The Cybersecurity Unit of the Department of Justice has released new guidance and breach response best practices to help organizations prepare for security breaches. It is essential that any holder of personal information on consumers knows the correct victim response and how, where and when to report data breaches.
The guidelines are not specifically aimed at the healthcare industry, although they are relevant. Healthcare providers must comply with the HIPAA Breach Notification Rule which demands specific action be taken following a data breach. These are broadly covered by the guidelines; however since there are HIPAA-specific requirements, covered entities (CEs) should also consult OCR guidance.
The DoJ recommends the Cybersecurity Framework produced by the National Institute of Standards and Technology (NIST) which it says “provides excellent guidance on risk management planning and policies and merits consideration.” This framework has been adopted by 85% of healthcare providers and can be of great benefit to smaller healthcare organizations.
Under HIPAA, CEs are required to develop breach response policies with an actionable plan that can be put into action immediately following a breach.

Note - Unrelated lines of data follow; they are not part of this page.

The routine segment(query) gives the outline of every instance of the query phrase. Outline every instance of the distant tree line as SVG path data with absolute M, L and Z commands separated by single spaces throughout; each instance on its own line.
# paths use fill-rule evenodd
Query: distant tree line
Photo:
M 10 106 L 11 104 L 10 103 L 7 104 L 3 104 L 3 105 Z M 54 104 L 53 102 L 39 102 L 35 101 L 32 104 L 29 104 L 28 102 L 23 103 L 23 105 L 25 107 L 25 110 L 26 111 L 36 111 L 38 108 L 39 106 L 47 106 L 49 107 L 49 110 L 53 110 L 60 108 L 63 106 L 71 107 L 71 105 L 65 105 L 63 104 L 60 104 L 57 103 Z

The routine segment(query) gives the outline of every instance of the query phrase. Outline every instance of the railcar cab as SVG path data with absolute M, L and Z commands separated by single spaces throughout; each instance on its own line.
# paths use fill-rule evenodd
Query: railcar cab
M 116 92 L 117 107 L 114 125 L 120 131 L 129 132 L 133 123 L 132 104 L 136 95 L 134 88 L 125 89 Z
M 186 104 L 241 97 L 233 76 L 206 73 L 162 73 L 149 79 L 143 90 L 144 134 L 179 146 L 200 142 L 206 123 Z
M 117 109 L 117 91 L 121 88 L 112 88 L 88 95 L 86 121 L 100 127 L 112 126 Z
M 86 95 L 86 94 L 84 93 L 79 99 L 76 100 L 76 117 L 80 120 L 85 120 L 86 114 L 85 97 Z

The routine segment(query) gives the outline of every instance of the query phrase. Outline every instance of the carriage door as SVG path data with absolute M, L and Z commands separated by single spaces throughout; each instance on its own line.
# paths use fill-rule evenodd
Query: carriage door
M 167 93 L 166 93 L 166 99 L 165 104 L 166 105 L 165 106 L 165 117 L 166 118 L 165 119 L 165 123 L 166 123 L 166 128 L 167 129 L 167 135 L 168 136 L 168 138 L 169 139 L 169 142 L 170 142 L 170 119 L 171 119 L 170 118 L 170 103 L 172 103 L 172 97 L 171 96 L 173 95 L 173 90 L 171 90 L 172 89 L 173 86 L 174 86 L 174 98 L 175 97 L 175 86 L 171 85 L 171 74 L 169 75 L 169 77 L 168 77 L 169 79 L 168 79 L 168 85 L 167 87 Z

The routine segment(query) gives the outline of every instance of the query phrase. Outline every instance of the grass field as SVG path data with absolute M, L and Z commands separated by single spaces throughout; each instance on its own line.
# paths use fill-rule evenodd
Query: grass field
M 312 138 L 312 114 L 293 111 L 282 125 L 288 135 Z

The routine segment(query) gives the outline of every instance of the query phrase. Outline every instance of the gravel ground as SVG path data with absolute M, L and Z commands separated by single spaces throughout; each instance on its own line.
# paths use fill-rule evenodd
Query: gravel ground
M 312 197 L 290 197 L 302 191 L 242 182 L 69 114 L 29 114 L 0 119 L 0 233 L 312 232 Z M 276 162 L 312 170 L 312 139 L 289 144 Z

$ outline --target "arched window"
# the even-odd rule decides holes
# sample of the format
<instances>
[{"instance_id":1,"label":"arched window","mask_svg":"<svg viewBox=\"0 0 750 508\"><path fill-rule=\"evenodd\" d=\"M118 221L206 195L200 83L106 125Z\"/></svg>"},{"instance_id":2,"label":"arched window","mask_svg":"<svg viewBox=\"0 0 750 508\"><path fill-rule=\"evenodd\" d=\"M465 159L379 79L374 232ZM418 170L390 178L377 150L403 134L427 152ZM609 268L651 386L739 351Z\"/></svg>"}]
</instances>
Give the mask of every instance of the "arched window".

The Breach Response Best Practice Guide covers this process and details the actions that must be taken, and in which order.

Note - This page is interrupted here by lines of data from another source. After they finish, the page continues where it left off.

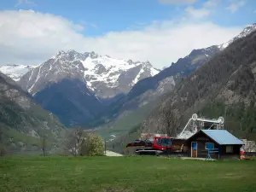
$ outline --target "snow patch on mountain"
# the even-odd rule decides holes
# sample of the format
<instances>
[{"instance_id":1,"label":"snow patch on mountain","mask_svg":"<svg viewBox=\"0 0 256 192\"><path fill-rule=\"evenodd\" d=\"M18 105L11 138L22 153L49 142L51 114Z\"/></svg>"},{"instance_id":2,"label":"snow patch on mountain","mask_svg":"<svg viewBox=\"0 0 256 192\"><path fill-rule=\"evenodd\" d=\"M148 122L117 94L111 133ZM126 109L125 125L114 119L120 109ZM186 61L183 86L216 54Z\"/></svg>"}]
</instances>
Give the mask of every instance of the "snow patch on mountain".
<instances>
[{"instance_id":1,"label":"snow patch on mountain","mask_svg":"<svg viewBox=\"0 0 256 192\"><path fill-rule=\"evenodd\" d=\"M6 65L0 66L0 72L6 74L15 81L19 81L24 74L36 67L37 66L31 65Z\"/></svg>"},{"instance_id":2,"label":"snow patch on mountain","mask_svg":"<svg viewBox=\"0 0 256 192\"><path fill-rule=\"evenodd\" d=\"M50 82L79 79L102 98L127 93L137 81L157 74L160 70L148 62L114 59L95 52L79 53L61 50L27 73L19 81L34 95Z\"/></svg>"},{"instance_id":3,"label":"snow patch on mountain","mask_svg":"<svg viewBox=\"0 0 256 192\"><path fill-rule=\"evenodd\" d=\"M230 39L230 41L222 44L218 46L218 48L220 50L224 49L225 48L227 48L230 44L232 44L234 41L236 41L238 38L244 38L246 36L247 36L248 34L250 34L251 32L256 31L256 23L253 23L252 25L248 25L246 28L244 28L242 30L241 32L240 32L237 36L236 36L234 38Z\"/></svg>"}]
</instances>

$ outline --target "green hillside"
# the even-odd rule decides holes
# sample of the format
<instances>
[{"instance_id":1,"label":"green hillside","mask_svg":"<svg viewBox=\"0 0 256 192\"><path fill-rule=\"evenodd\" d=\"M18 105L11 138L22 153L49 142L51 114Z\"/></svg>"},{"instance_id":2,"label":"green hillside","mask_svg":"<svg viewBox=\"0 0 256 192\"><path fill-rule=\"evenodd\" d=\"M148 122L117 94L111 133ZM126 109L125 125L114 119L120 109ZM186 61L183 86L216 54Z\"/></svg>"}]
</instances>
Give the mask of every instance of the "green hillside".
<instances>
[{"instance_id":1,"label":"green hillside","mask_svg":"<svg viewBox=\"0 0 256 192\"><path fill-rule=\"evenodd\" d=\"M0 159L1 191L256 190L255 160L201 161L155 156Z\"/></svg>"}]
</instances>

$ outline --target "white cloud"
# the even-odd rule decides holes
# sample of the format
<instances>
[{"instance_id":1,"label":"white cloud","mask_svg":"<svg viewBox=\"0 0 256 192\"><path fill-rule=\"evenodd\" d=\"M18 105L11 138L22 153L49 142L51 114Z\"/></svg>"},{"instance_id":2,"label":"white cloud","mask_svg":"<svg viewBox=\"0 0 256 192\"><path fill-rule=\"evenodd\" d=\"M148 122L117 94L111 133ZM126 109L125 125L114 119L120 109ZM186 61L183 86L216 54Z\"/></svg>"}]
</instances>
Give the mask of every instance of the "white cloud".
<instances>
[{"instance_id":1,"label":"white cloud","mask_svg":"<svg viewBox=\"0 0 256 192\"><path fill-rule=\"evenodd\" d=\"M29 0L18 0L16 4L15 5L15 7L19 7L22 4L26 4L26 5L29 5L29 6L36 6L37 4L32 2L32 1L29 1Z\"/></svg>"},{"instance_id":2,"label":"white cloud","mask_svg":"<svg viewBox=\"0 0 256 192\"><path fill-rule=\"evenodd\" d=\"M236 12L241 7L245 5L245 1L236 1L230 0L230 4L226 8L226 9L231 11L231 13Z\"/></svg>"},{"instance_id":3,"label":"white cloud","mask_svg":"<svg viewBox=\"0 0 256 192\"><path fill-rule=\"evenodd\" d=\"M186 8L185 12L187 12L190 16L195 19L206 18L210 15L210 10L206 8L194 9L191 6Z\"/></svg>"},{"instance_id":4,"label":"white cloud","mask_svg":"<svg viewBox=\"0 0 256 192\"><path fill-rule=\"evenodd\" d=\"M159 0L164 4L194 4L197 0Z\"/></svg>"},{"instance_id":5,"label":"white cloud","mask_svg":"<svg viewBox=\"0 0 256 192\"><path fill-rule=\"evenodd\" d=\"M204 3L205 7L215 7L220 0L208 0Z\"/></svg>"},{"instance_id":6,"label":"white cloud","mask_svg":"<svg viewBox=\"0 0 256 192\"><path fill-rule=\"evenodd\" d=\"M63 17L33 11L0 11L0 64L38 64L57 51L74 49L114 58L149 61L156 67L212 44L230 40L241 27L190 19L154 21L139 30L87 38L84 27ZM86 30L86 29L85 29Z\"/></svg>"}]
</instances>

The breach response best practices have been compiled by the DOJ based on the experience the department has gained dealing with cybersecurity breaches, and input was also sought from organizations in both the public and private sector that have been affected by cybersecurity breaches and have had to put their own policies into practice.
It is only at those times that many healthcare organizations realize policies are not particularly workable in practice. The new guide can therefore be used to fine tune policies and procedures to make sure they work in practice and the breach response can be implemented quickly and efficiently.

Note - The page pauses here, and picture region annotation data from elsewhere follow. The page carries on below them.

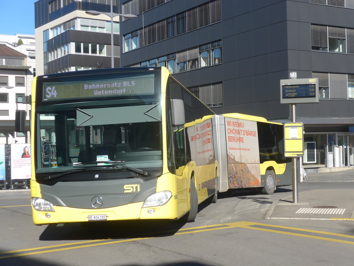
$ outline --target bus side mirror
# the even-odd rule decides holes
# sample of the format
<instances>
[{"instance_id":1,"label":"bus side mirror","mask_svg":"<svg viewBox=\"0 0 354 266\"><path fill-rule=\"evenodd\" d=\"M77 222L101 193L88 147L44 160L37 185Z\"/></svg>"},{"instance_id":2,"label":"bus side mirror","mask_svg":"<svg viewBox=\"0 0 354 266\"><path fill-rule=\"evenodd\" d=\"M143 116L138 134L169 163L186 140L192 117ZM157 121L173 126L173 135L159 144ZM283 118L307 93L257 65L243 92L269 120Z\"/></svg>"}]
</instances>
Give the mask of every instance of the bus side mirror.
<instances>
[{"instance_id":1,"label":"bus side mirror","mask_svg":"<svg viewBox=\"0 0 354 266\"><path fill-rule=\"evenodd\" d=\"M26 120L26 111L17 111L15 113L15 131L24 132L24 122Z\"/></svg>"},{"instance_id":2,"label":"bus side mirror","mask_svg":"<svg viewBox=\"0 0 354 266\"><path fill-rule=\"evenodd\" d=\"M180 99L171 99L172 125L183 126L185 123L184 104Z\"/></svg>"}]
</instances>

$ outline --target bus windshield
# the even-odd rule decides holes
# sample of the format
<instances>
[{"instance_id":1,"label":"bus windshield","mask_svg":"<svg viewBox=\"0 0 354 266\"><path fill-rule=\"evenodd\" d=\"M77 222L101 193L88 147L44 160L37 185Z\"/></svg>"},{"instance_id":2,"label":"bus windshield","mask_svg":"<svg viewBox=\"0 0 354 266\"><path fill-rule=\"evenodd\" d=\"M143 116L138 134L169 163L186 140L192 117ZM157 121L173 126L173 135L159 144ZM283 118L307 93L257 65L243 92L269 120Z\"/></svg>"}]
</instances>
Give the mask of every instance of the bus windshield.
<instances>
[{"instance_id":1,"label":"bus windshield","mask_svg":"<svg viewBox=\"0 0 354 266\"><path fill-rule=\"evenodd\" d=\"M134 167L162 165L159 103L38 115L37 172L70 170L79 163L95 161L125 161Z\"/></svg>"},{"instance_id":2,"label":"bus windshield","mask_svg":"<svg viewBox=\"0 0 354 266\"><path fill-rule=\"evenodd\" d=\"M38 78L36 172L104 169L104 161L162 169L159 72L112 71Z\"/></svg>"}]
</instances>

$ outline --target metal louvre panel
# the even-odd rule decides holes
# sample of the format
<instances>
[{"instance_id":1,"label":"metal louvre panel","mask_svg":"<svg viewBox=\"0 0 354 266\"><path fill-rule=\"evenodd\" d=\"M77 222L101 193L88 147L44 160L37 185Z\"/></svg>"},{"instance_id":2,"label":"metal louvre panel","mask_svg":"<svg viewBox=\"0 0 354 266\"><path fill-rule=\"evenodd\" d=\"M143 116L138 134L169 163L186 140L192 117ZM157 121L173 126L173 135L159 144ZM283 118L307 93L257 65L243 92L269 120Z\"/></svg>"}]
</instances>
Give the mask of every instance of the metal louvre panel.
<instances>
[{"instance_id":1,"label":"metal louvre panel","mask_svg":"<svg viewBox=\"0 0 354 266\"><path fill-rule=\"evenodd\" d=\"M166 38L166 21L163 20L156 23L156 41Z\"/></svg>"},{"instance_id":2,"label":"metal louvre panel","mask_svg":"<svg viewBox=\"0 0 354 266\"><path fill-rule=\"evenodd\" d=\"M171 54L170 55L169 55L167 56L167 59L172 59L173 58L176 58L176 54Z\"/></svg>"},{"instance_id":3,"label":"metal louvre panel","mask_svg":"<svg viewBox=\"0 0 354 266\"><path fill-rule=\"evenodd\" d=\"M313 72L312 77L318 79L318 86L319 87L327 88L329 87L330 81L328 73Z\"/></svg>"},{"instance_id":4,"label":"metal louvre panel","mask_svg":"<svg viewBox=\"0 0 354 266\"><path fill-rule=\"evenodd\" d=\"M98 27L98 21L96 20L90 20L90 26L92 26L92 27Z\"/></svg>"},{"instance_id":5,"label":"metal louvre panel","mask_svg":"<svg viewBox=\"0 0 354 266\"><path fill-rule=\"evenodd\" d=\"M198 8L188 10L187 12L187 31L189 32L198 28Z\"/></svg>"},{"instance_id":6,"label":"metal louvre panel","mask_svg":"<svg viewBox=\"0 0 354 266\"><path fill-rule=\"evenodd\" d=\"M140 14L146 11L146 0L139 0L138 4L138 13Z\"/></svg>"},{"instance_id":7,"label":"metal louvre panel","mask_svg":"<svg viewBox=\"0 0 354 266\"><path fill-rule=\"evenodd\" d=\"M310 4L321 4L322 5L326 5L327 0L310 0Z\"/></svg>"},{"instance_id":8,"label":"metal louvre panel","mask_svg":"<svg viewBox=\"0 0 354 266\"><path fill-rule=\"evenodd\" d=\"M328 26L328 37L346 38L346 28Z\"/></svg>"},{"instance_id":9,"label":"metal louvre panel","mask_svg":"<svg viewBox=\"0 0 354 266\"><path fill-rule=\"evenodd\" d=\"M212 118L213 123L213 143L215 159L219 163L219 192L224 192L228 189L227 174L227 150L225 129L225 118L216 115Z\"/></svg>"},{"instance_id":10,"label":"metal louvre panel","mask_svg":"<svg viewBox=\"0 0 354 266\"><path fill-rule=\"evenodd\" d=\"M212 104L211 84L199 86L199 99L206 105Z\"/></svg>"},{"instance_id":11,"label":"metal louvre panel","mask_svg":"<svg viewBox=\"0 0 354 266\"><path fill-rule=\"evenodd\" d=\"M220 0L211 2L210 23L221 21L221 6Z\"/></svg>"},{"instance_id":12,"label":"metal louvre panel","mask_svg":"<svg viewBox=\"0 0 354 266\"><path fill-rule=\"evenodd\" d=\"M114 45L113 47L114 48L114 56L115 57L119 57L120 56L120 46L119 45Z\"/></svg>"},{"instance_id":13,"label":"metal louvre panel","mask_svg":"<svg viewBox=\"0 0 354 266\"><path fill-rule=\"evenodd\" d=\"M354 29L347 29L347 52L354 54Z\"/></svg>"},{"instance_id":14,"label":"metal louvre panel","mask_svg":"<svg viewBox=\"0 0 354 266\"><path fill-rule=\"evenodd\" d=\"M328 37L327 26L321 25L311 25L311 44L312 46L327 47Z\"/></svg>"},{"instance_id":15,"label":"metal louvre panel","mask_svg":"<svg viewBox=\"0 0 354 266\"><path fill-rule=\"evenodd\" d=\"M188 49L187 50L187 60L199 58L199 49L198 47Z\"/></svg>"},{"instance_id":16,"label":"metal louvre panel","mask_svg":"<svg viewBox=\"0 0 354 266\"><path fill-rule=\"evenodd\" d=\"M5 65L6 66L23 66L23 59L5 58Z\"/></svg>"},{"instance_id":17,"label":"metal louvre panel","mask_svg":"<svg viewBox=\"0 0 354 266\"><path fill-rule=\"evenodd\" d=\"M342 6L344 7L344 0L327 0L327 5L336 6Z\"/></svg>"},{"instance_id":18,"label":"metal louvre panel","mask_svg":"<svg viewBox=\"0 0 354 266\"><path fill-rule=\"evenodd\" d=\"M106 22L104 20L98 20L98 26L99 28L105 28Z\"/></svg>"},{"instance_id":19,"label":"metal louvre panel","mask_svg":"<svg viewBox=\"0 0 354 266\"><path fill-rule=\"evenodd\" d=\"M124 13L125 14L132 14L133 15L137 15L138 13L138 0L132 0L130 1L130 13Z\"/></svg>"},{"instance_id":20,"label":"metal louvre panel","mask_svg":"<svg viewBox=\"0 0 354 266\"><path fill-rule=\"evenodd\" d=\"M346 0L346 7L354 8L354 0Z\"/></svg>"},{"instance_id":21,"label":"metal louvre panel","mask_svg":"<svg viewBox=\"0 0 354 266\"><path fill-rule=\"evenodd\" d=\"M348 99L348 83L347 74L329 73L330 99Z\"/></svg>"},{"instance_id":22,"label":"metal louvre panel","mask_svg":"<svg viewBox=\"0 0 354 266\"><path fill-rule=\"evenodd\" d=\"M81 26L90 26L90 19L88 18L80 19L80 25Z\"/></svg>"},{"instance_id":23,"label":"metal louvre panel","mask_svg":"<svg viewBox=\"0 0 354 266\"><path fill-rule=\"evenodd\" d=\"M213 105L223 104L222 83L212 84Z\"/></svg>"},{"instance_id":24,"label":"metal louvre panel","mask_svg":"<svg viewBox=\"0 0 354 266\"><path fill-rule=\"evenodd\" d=\"M348 74L348 81L354 81L354 74Z\"/></svg>"},{"instance_id":25,"label":"metal louvre panel","mask_svg":"<svg viewBox=\"0 0 354 266\"><path fill-rule=\"evenodd\" d=\"M210 23L209 4L207 3L198 7L198 27L206 26Z\"/></svg>"},{"instance_id":26,"label":"metal louvre panel","mask_svg":"<svg viewBox=\"0 0 354 266\"><path fill-rule=\"evenodd\" d=\"M147 39L148 41L146 45L151 44L156 42L156 24L152 24L147 27Z\"/></svg>"},{"instance_id":27,"label":"metal louvre panel","mask_svg":"<svg viewBox=\"0 0 354 266\"><path fill-rule=\"evenodd\" d=\"M187 50L182 51L177 53L177 63L187 61Z\"/></svg>"},{"instance_id":28,"label":"metal louvre panel","mask_svg":"<svg viewBox=\"0 0 354 266\"><path fill-rule=\"evenodd\" d=\"M107 56L112 56L112 46L110 44L106 45L106 55Z\"/></svg>"}]
</instances>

The guidelines offer advice on preparation for a data breach, what to do when a data breach is discovered and is active and the actions to take afterwards, including some useful do’s and don’ts.
The breach response best practices is aimed at smaller organizations that lack the resources to commit to HIPAA compliance. Since it is clear that security breaches will continue to occur, and in all likelihood with greater frequency, it is essential that all organizations holding PHI, PII or other confidential data know how to respond in case of attack.
The guide tells readers to identify their crown jewels, or the data that requires the greatest level of protection. In the case of most organizations this will be financial data, but also PHI for healthcare providers and insurers.
The main focus is on the breach notification process and what must be done during and after a breach. Time can be critical, so it is essential that all organizations are thoroughly prepared. A fast and efficient response can significantly reduce the damage caused by a healthcare data breach.